A Probe Towards Understanding GAN and VAE Models

This project report compares some known GAN and VAE models proposed prior to 2017. There has been significant progress after we finished this report. We upload this report as an introduction to generative models and provide some personal interpretations supported by empirical evidence. Both generative adversarial network models and variational autoencoders have been widely used to approximate probability distributions of data sets. Although they both use parametrized distributions to approximate the underlying data distribution, whose exact inference is intractable, their behaviors are very different. We summarize our experiment results that compare these two categories of models in terms of fidelity and mode collapse. We provide a hypothesis to explain their different behaviors and propose a new model based on this hypothesis. We further tested our proposed model on MNIST dataset and CelebA dataset.

Transferable Pedestrian Motion Prediction Models at Intersections

One desirable capability of autonomous cars is to accurately predict the pedestrian motion near intersections for safe and efficient trajectory planning. We are interested in developing transfer learning algorithms that can be trained on the pedestrian trajectories collected at one intersection and yet still provide accurate predictions of the trajectories at another, previously unseen intersection.
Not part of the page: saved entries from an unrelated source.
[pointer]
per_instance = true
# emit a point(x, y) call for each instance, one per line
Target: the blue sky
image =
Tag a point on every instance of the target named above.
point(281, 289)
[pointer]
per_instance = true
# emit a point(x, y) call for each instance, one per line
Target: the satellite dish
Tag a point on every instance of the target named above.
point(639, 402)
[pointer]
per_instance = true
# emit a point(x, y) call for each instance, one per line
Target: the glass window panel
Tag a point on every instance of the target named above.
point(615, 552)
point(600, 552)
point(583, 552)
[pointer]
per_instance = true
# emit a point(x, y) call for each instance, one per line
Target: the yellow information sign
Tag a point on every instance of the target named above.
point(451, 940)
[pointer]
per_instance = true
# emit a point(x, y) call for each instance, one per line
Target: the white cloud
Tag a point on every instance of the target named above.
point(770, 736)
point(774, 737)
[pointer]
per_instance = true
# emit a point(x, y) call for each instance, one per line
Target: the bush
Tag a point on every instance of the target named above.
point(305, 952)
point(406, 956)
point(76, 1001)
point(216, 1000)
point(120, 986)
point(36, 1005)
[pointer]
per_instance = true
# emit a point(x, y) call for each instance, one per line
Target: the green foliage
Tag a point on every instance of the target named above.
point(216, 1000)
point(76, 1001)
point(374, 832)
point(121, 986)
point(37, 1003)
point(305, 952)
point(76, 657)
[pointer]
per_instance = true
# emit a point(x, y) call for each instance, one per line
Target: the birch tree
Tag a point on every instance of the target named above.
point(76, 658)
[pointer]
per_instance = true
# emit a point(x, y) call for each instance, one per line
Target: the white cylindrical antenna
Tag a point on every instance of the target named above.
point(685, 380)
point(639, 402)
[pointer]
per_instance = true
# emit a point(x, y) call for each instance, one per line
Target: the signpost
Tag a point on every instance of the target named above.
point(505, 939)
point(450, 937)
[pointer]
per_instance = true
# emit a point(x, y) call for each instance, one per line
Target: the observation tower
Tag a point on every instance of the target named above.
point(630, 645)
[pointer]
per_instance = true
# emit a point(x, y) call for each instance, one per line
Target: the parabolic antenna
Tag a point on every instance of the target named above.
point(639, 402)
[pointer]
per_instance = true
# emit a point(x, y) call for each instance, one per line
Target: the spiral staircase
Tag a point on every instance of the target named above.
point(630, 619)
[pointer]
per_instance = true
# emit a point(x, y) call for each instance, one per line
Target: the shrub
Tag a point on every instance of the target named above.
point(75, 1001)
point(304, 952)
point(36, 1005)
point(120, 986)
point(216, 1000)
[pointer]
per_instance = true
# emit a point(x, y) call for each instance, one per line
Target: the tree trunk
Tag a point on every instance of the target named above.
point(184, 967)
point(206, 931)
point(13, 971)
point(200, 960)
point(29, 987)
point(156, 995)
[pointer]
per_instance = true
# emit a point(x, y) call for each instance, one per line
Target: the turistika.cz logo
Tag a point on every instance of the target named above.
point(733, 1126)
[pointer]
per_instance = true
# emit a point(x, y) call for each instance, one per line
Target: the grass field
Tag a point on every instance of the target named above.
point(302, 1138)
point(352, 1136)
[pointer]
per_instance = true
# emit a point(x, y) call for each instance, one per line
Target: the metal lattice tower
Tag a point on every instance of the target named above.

We first discussed the feature selection for transferable pedestrian motion models in general. Following this discussion, we developed one transferable pedestrian motion prediction algorithm based on Inverse Reinforcement Learning (IRL) that infers pedestrian intentions and predicts future trajectories based on observed trajectory. We evaluated our algorithm on a dataset collected at two intersections, trained at one intersection and tested at the other intersection. We used the accuracy of augmented semi-nonnegative sparse coding (ASNSC), trained and tested at the same intersection as a baseline. The result shows that the proposed algorithm improves the baseline accuracy by 40% in the non-transfer task, and 16% in the transfer task.

Enhancement of Low-cost GNSS Localization in Connected Vehicle Networks Using Rao-Blackwellized Particle Filters

An essential function for automated vehicle technologies is accurate localization. It is difficult, however, to achieve lane-level accuracy with low-cost Global Navigation Satellite System (GNSS) receivers due to the biased noisy pseudo-range measurements. Approaches such as Differential GNSS can improve the accuracy, but usually require an enormous amount of investment in base stations. The emerging connected vehicle technologies provide an alternative approach to improving the localization accuracy. It has been shown in this paper that localization accuracy can be enhanced by fusing GNSS information within a group of connected vehicles and matching the configuration of the group to a digital map to eliminate the common bias in localization. A Rao-Blackwellized particle filter (RBPF) was used to jointly estimate the common biases of the pseudo-ranges and the vehicles positions. Multipath biases, which are non-common to vehicles, were mitigated by a multi-hypothesis detection-rejection approach. The temporal correlation was exploited through the prediction-update process. The proposed approach was compared to the existing static and smoothed static methods in the intersection scenario. Simulation results show that the proposed algorithm reduced the estimation error by fifty percent and reduced the estimation variance by two orders of magnitude.